Sensitive Data in Keychain

Steps to Reproduce

  1. Run the following commands:
  • objection -g DVIA-v2 explore
  • ios keychain dump

2. Observe that the sensitive information (password) is found stored in the plain-text (Super Secure Password).

For the rest of the attacks, we will be using a tool called Grapefruit (https://github.com/ChiChou/grapefruit). Install the tool, launch it and connect to the iPhone.

Sensitive Data in Core Data

Steps to Reproduce

  1. Load the DVIA-v2 application with Grapefruit & navigate to the following: Data > Library > Application Support
  2. Open Model.sqlite
  3. Observe that the sensitive data is accessible.

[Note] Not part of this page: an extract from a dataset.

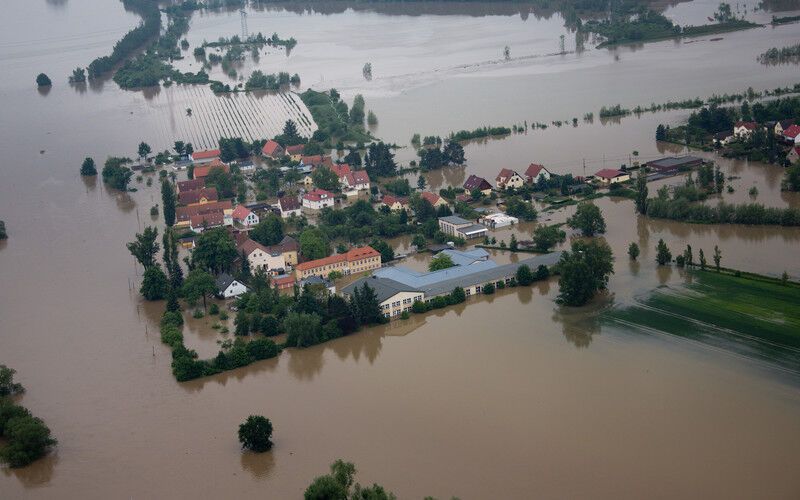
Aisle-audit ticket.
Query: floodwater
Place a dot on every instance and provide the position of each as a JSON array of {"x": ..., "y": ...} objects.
[{"x": 508, "y": 395}]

Sensitive Data in Couchbase Lite

Steps to Reproduce

  1. Load the DVIA-v2 application with Grapefruit & navigate to the following: Data > Library > Application Support > CouchbaseLite > dvcouchbasedb.cblite2
  2. Download db.sqlite3, open it & you will be able to see the sensitive information.

Sensitive Data in YapDatabase

Steps to Reproduce

  1. Load the DVIA-v2 application with Grapefruit & navigate to the following: Data > Library > Application Support
  2. Download YapDatabase.sqlite and open with SQLite Viewer
  3. You will be able to sensitive data.

End Notes

In this article, we looked at the basics of iOS penetration testing and learned a few techniques around SSL Pinning Bypass, Jailbreak Detection Bypass, Biometrics Bypass and Sensitive Data Exposure in the Local Storage. In the next part of this article, we will explore more concepts of the iOS pen- and dig deep into more advanced concepts.